Тем не менее, обращение юного Карамзина к немецкому тексту-источнику не только не умаляет его заслуг, но, наоборот, свидетельствует о его эрудиции, способности выбрать наилучший вариант для ознакомления русского читателя с «Юлием Цезарем». Это был первый русский перевод пьесы Шекспира, близкий к оригиналу, передающий его острую политическую направленность и до известной степени эстетическую ценность. В том же 1787 г. на достоинства этого перевода указал «Драматический словарь»: «Сие трагедия почитается лучшею в оригинале из сочинений сего писателя и на российском языке по точности перевода и редкости известной нам английской литературы должна быть уважаема»66.
Предисловие к переводу имело самостоятельное значение: содержавшиеся в нем суждения о Шекспире были новым словом в истории русской литературы и критики. Не случайно почти полвека спустя Белинский исключительно высоко оценил предисловие к «Юлию Цезарю», не подозревая, что его составителем был Карамзин67.
Некоторые исследователи полагали, что источником карамзинского предисловия послужила вступительная статья к французскому изданию Летурнера68; другие считали, что Карамзин обобщил мнение о Шекспире современных ему эстетиков Германии, и с первую очередь Гердера и Ленца69.
В действительности, как мне удалось установить, Карамзин вновь обратился к немецким источникам. Он воспользовался выборками из статьи Виланда «Der Geist Shakespeares», впервые опубликованной в «Der Teutsche Merkur» (1773). Отсюда он взял наиболее важные положения, и прежде всего описание достоинств Шекспира-психолога. Сравните:
«Welcher Schriftsteller hat jemals so tief in die menschliche Natur gesehen? Wer ihre geheimsten Triebr"ader, ihre verdecktesten Bewegungen, alle ihre Gesetze, Abweichungen und Ausnahmen – wer das Unterscheidende jeder Leidenschaft, jedes Temperaments, jeder Lebensart, jeder Classe, jedes Geschlechts besser bekannt als Er?
«… Немногие из писателей столь глубоко проникли в человеческое естество, как Шекеспир; немногие столь хорошо знали все тайнейшие человека пружины, сокровеннейшие его побуждения, отличительность каждой страсти, каждого темперамента и каждого рода жизни, как удивительный сей живописец».
Карамзин несколько сокращает немецкий текст, изменяет форму изложения (вместо риторических вопросов употребляет утвердительные предложения), но в целом следует Виланду, причем не только его идеям, но и отдельным фразеологическим оборотам, образным выражениям. Например, он сокращает факультативные детали характеристики (alle ihre Gesetze, Abweichungen und Ausnahmen, т. е. «все законы, отклонения и исключения» человеческой природы).

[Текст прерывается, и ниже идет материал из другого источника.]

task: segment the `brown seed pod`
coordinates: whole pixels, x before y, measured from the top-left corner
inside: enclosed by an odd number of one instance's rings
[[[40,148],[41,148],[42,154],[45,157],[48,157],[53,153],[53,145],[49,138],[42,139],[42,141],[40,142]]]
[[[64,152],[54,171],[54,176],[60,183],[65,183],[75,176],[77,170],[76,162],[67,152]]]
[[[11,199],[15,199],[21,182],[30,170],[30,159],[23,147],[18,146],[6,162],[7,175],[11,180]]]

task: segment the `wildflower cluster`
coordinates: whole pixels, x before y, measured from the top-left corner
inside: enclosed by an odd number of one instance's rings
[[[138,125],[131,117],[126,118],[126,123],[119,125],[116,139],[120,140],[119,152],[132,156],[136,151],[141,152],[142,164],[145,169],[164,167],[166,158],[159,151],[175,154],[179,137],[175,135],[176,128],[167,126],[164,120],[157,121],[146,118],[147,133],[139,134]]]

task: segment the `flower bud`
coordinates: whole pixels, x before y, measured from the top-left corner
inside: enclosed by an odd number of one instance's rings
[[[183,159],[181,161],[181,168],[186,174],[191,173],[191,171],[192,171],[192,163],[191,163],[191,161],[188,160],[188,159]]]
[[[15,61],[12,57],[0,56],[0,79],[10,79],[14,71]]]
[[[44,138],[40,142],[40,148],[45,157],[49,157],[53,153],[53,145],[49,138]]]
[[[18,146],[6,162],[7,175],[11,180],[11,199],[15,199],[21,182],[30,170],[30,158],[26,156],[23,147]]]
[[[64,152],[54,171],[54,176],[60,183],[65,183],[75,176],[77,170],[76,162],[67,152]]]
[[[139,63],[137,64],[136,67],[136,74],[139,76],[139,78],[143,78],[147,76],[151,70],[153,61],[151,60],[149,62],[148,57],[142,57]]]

Именно поэтому акцентированными у Карамзина оказались психологические особенности человека. Вместе с тем он ввел отсутствующее у Виланда определение Шекспира как «удивительного живописца». Сравните фрагмент статьи Виланда:
«Wer besitzt
«Все великолепные картины его непосредственно Натуре подражают; все оттенки картин сих в изумление приводят внимательного рассматривателя. Каждая степень людей, каждый возраст, каждый характер говорит у него собственным своим языком. Для каждой мысли находит он образ, для каждого ощущения выражение, для каждого движения души наилучший оборот»71.
В вышеприведенном отрывке самые удачные выражения Виланда используются Карамзиным, который опять устраняет некоторое многословие немецкого критика, вызванное влиянием на его стиль ораторских приемов. Вместо трех анафорических конструкций, начинающихся с вопросительного местоимения «wer?», т. е. «кто?», в русском тексте утвердительная констатация достоинств Шекспирахудожника, в котором Карамзин более всего ценит психолога.
К немецкой статье восходит и защита Шекспира от «колких укоризн некоторых худых критиков» и «знаменитого софиста Волтера», в особенности72. Фрагмент, посвященный характерам, взят из примечаний Эшенбурга. Возможно, предисловие последнего повлияло и на то, как Карамзин изложил принципы и цели перевода. Эшенбург предназначал свое издание для «проницательного читателя» (Leser von Einsicht), способного сравнить его перевод с переводом Виланда, и оба – с оригиналом (Vorbericht. S. 5). Карамзин, заявив о своих переводческих принципах, добавил: «Впрочем, пусть рассуждают о сем могущие рассуждать о сем справедливо»73.